Ольга несколько минут провожала взглядом ульмагду, пока она не скрылась за крутым выступом скалы.

ГЛАВА ТРИНАДЦАТАЯ

Это был один из тех теплых июньских дней, когда небо совершенно безоблачно и горизонт окутан знойной сиреневой дымкой. От сырых, в неубывающей росе, высоких трав поднимаются густые испарения, рисуя в знойном неподвижном воздухе фантастические миражи. То проплывает над лесом фрегат с высокими распущенными парусами, то вдруг проскачет олень с откинутыми к спине ветвистыми рогами.

Когда они, побродив по тайге, возвращались в Агур, ни Ольга, ни Берестов еще не знали, каким горем омрачится этот светлый и пока еще радостный день.

Когда они подошли к больнице, навстречу им выбежала встревоженная Ефросинья Ивановна.

- Звонили из Кегуя, товарищу Бурову опять худо стало. Сидел за столом, пил чай и вдруг упал...

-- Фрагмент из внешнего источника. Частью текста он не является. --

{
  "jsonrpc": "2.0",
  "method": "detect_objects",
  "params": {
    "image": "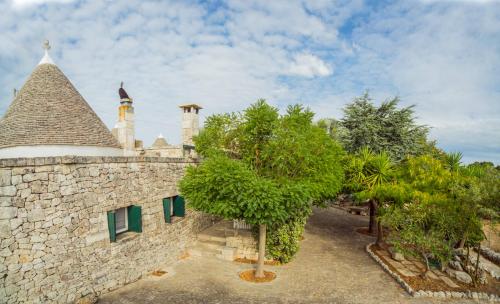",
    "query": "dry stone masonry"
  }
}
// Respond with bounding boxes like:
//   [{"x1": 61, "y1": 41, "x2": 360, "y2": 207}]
[{"x1": 0, "y1": 157, "x2": 213, "y2": 303}]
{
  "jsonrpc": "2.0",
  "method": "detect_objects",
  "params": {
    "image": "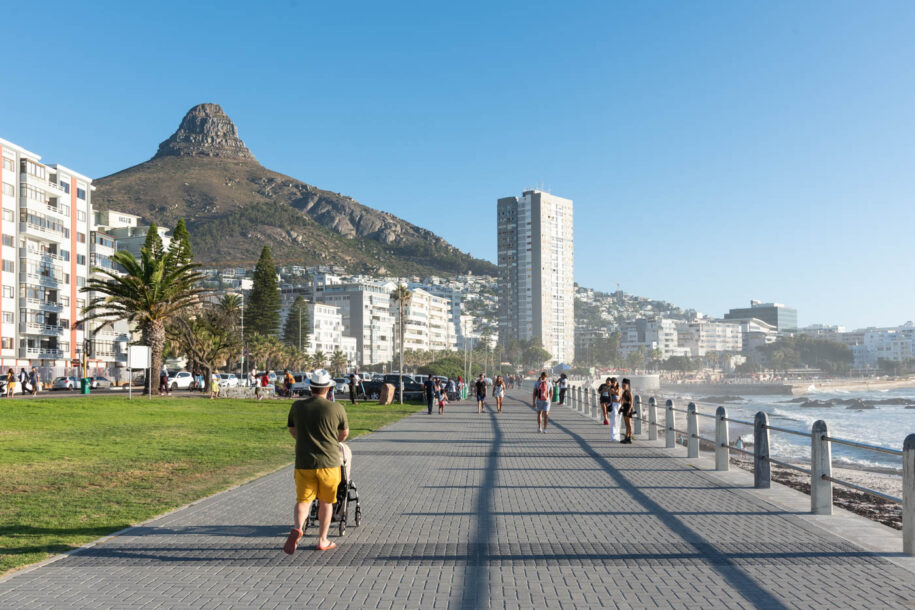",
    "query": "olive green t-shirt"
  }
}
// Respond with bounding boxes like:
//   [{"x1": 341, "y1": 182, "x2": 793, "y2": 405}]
[{"x1": 287, "y1": 396, "x2": 349, "y2": 470}]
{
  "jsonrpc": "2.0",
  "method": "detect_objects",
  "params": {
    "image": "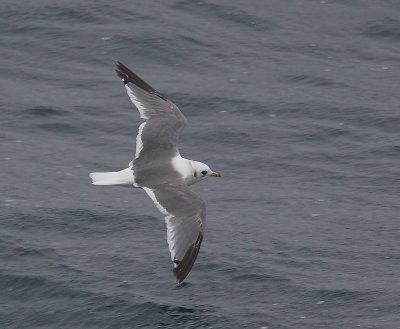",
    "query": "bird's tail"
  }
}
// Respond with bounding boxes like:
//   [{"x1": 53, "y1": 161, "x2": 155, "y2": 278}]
[{"x1": 89, "y1": 168, "x2": 134, "y2": 187}]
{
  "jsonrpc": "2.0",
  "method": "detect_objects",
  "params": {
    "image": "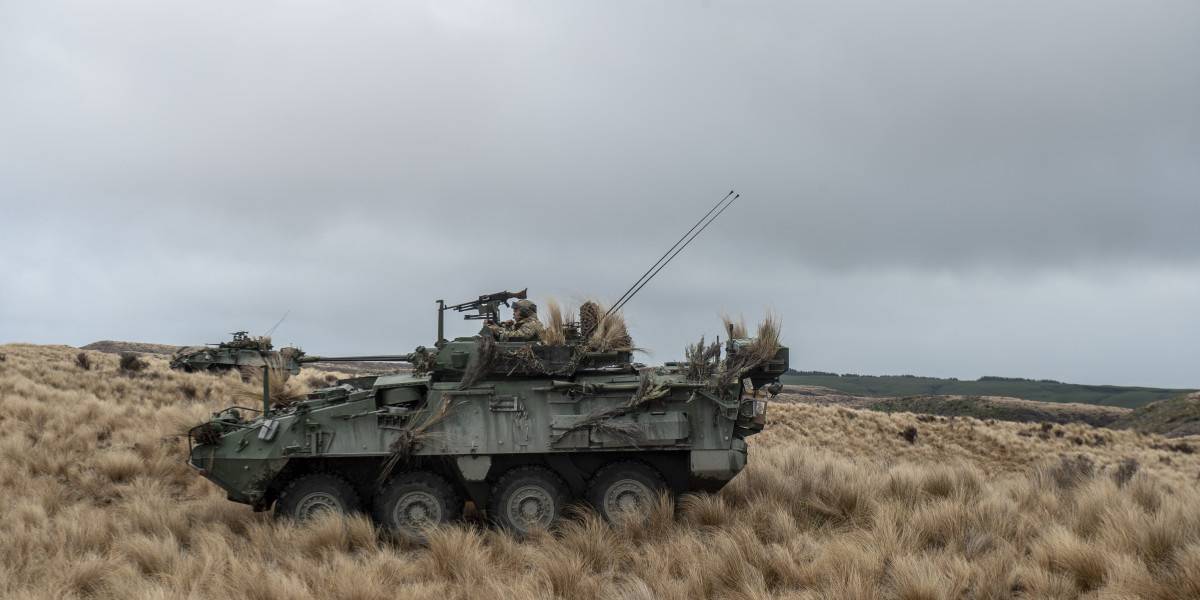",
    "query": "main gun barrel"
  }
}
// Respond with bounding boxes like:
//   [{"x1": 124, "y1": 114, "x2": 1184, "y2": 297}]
[{"x1": 296, "y1": 354, "x2": 414, "y2": 362}]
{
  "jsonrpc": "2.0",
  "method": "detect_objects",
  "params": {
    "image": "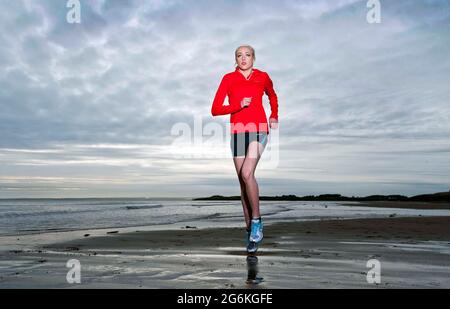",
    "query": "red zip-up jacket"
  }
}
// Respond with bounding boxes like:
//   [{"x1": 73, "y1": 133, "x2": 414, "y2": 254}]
[{"x1": 211, "y1": 68, "x2": 278, "y2": 133}]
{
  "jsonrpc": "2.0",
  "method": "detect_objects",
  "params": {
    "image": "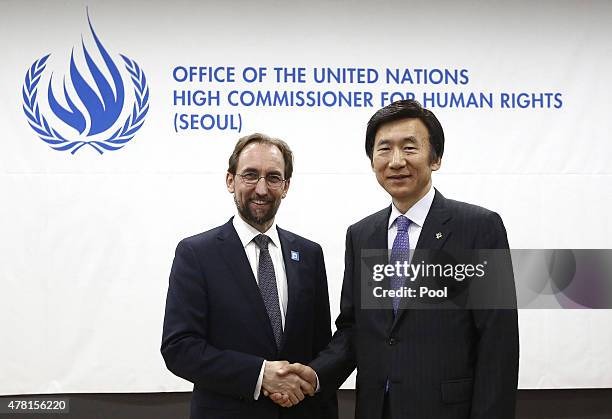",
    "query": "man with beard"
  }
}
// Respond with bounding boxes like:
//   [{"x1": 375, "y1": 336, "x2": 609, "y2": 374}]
[{"x1": 161, "y1": 134, "x2": 337, "y2": 419}]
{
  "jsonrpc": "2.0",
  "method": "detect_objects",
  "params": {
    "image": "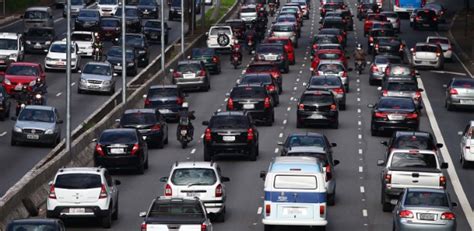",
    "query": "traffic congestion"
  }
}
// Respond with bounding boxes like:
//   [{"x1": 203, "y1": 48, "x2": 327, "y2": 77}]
[{"x1": 0, "y1": 0, "x2": 474, "y2": 231}]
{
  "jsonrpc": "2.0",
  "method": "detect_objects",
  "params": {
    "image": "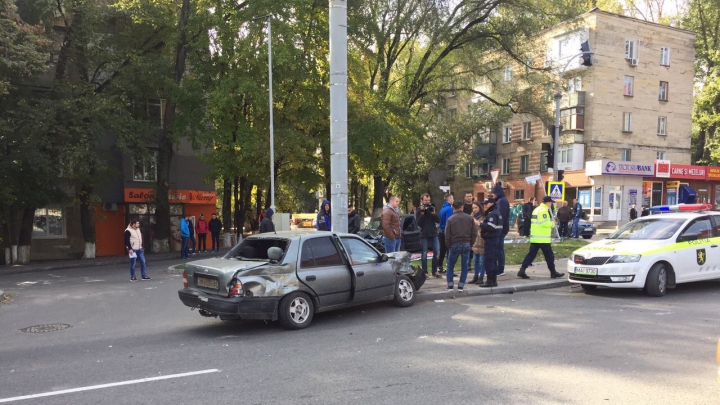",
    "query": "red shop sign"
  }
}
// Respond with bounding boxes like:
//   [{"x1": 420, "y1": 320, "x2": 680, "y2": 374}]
[{"x1": 670, "y1": 164, "x2": 707, "y2": 180}]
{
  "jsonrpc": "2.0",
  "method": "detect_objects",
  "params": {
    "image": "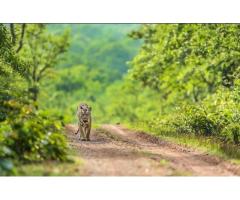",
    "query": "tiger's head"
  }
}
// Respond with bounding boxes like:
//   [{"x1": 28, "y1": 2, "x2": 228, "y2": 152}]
[{"x1": 79, "y1": 103, "x2": 92, "y2": 122}]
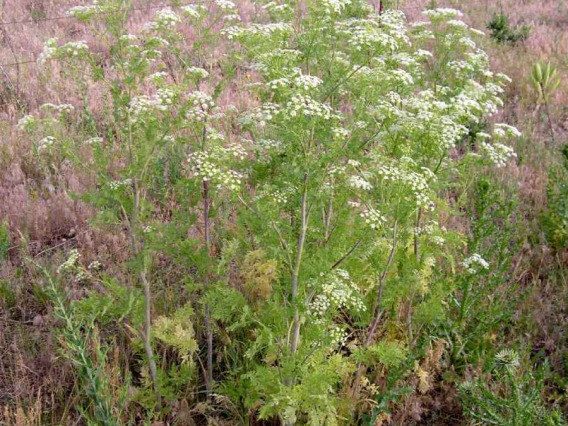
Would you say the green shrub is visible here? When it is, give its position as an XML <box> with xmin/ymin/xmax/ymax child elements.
<box><xmin>487</xmin><ymin>13</ymin><xmax>531</xmax><ymax>45</ymax></box>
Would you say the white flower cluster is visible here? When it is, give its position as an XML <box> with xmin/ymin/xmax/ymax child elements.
<box><xmin>377</xmin><ymin>157</ymin><xmax>435</xmax><ymax>210</ymax></box>
<box><xmin>361</xmin><ymin>208</ymin><xmax>387</xmax><ymax>229</ymax></box>
<box><xmin>57</xmin><ymin>41</ymin><xmax>89</xmax><ymax>57</ymax></box>
<box><xmin>310</xmin><ymin>269</ymin><xmax>366</xmax><ymax>318</ymax></box>
<box><xmin>187</xmin><ymin>148</ymin><xmax>243</xmax><ymax>191</ymax></box>
<box><xmin>37</xmin><ymin>136</ymin><xmax>56</xmax><ymax>151</ymax></box>
<box><xmin>180</xmin><ymin>4</ymin><xmax>200</xmax><ymax>19</ymax></box>
<box><xmin>348</xmin><ymin>175</ymin><xmax>373</xmax><ymax>191</ymax></box>
<box><xmin>422</xmin><ymin>7</ymin><xmax>463</xmax><ymax>21</ymax></box>
<box><xmin>331</xmin><ymin>127</ymin><xmax>349</xmax><ymax>140</ymax></box>
<box><xmin>463</xmin><ymin>253</ymin><xmax>489</xmax><ymax>274</ymax></box>
<box><xmin>57</xmin><ymin>249</ymin><xmax>81</xmax><ymax>274</ymax></box>
<box><xmin>223</xmin><ymin>143</ymin><xmax>247</xmax><ymax>161</ymax></box>
<box><xmin>221</xmin><ymin>22</ymin><xmax>293</xmax><ymax>41</ymax></box>
<box><xmin>144</xmin><ymin>8</ymin><xmax>181</xmax><ymax>32</ymax></box>
<box><xmin>185</xmin><ymin>90</ymin><xmax>215</xmax><ymax>121</ymax></box>
<box><xmin>215</xmin><ymin>0</ymin><xmax>237</xmax><ymax>12</ymax></box>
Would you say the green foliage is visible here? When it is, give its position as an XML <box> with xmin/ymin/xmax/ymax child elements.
<box><xmin>487</xmin><ymin>13</ymin><xmax>531</xmax><ymax>45</ymax></box>
<box><xmin>530</xmin><ymin>62</ymin><xmax>560</xmax><ymax>98</ymax></box>
<box><xmin>541</xmin><ymin>146</ymin><xmax>568</xmax><ymax>250</ymax></box>
<box><xmin>46</xmin><ymin>272</ymin><xmax>128</xmax><ymax>426</ymax></box>
<box><xmin>460</xmin><ymin>350</ymin><xmax>566</xmax><ymax>426</ymax></box>
<box><xmin>444</xmin><ymin>178</ymin><xmax>524</xmax><ymax>366</ymax></box>
<box><xmin>12</xmin><ymin>0</ymin><xmax>536</xmax><ymax>425</ymax></box>
<box><xmin>0</xmin><ymin>222</ymin><xmax>10</xmax><ymax>261</ymax></box>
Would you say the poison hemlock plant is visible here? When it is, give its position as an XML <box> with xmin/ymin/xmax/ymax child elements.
<box><xmin>16</xmin><ymin>0</ymin><xmax>520</xmax><ymax>425</ymax></box>
<box><xmin>487</xmin><ymin>13</ymin><xmax>531</xmax><ymax>45</ymax></box>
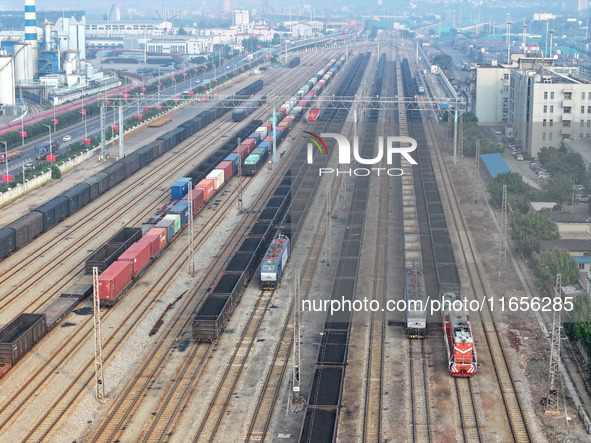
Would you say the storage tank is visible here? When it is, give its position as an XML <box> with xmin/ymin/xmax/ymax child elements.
<box><xmin>63</xmin><ymin>51</ymin><xmax>78</xmax><ymax>75</ymax></box>
<box><xmin>86</xmin><ymin>63</ymin><xmax>94</xmax><ymax>81</ymax></box>
<box><xmin>14</xmin><ymin>43</ymin><xmax>28</xmax><ymax>83</ymax></box>
<box><xmin>0</xmin><ymin>54</ymin><xmax>15</xmax><ymax>105</ymax></box>
<box><xmin>25</xmin><ymin>0</ymin><xmax>39</xmax><ymax>77</ymax></box>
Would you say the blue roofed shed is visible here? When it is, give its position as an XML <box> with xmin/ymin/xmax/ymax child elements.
<box><xmin>480</xmin><ymin>152</ymin><xmax>511</xmax><ymax>179</ymax></box>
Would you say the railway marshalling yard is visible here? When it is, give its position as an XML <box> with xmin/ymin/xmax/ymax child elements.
<box><xmin>0</xmin><ymin>36</ymin><xmax>588</xmax><ymax>442</ymax></box>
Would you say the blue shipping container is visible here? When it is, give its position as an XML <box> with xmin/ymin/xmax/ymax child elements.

Ольга быстро перевела взгляд на Берестова.

- Поедем в Кегуй?

- А на чем?

- На ульмагде, на чем же еще, - ответила она, но тут же поняла, что говорит не то, что нужно.

- Против течения на шестах? - удивленно спросил он и тут же пояснил: - Это займет по крайней мере пятнадцать часов.

И только теперь пришло к Ольге решение.

- Позвоню Щеглову, попрошу катер! - с этими словами она кинулась к телефону.

- Сергей Терентьевич?

- Его нет. Костиков говорит.

- Петр Савватеевич, срочно нужен райкомовский катер. Товарищ Буров заболел. Где? В Кегуе? Да, видимо, опять сердце! Предполагать все можно!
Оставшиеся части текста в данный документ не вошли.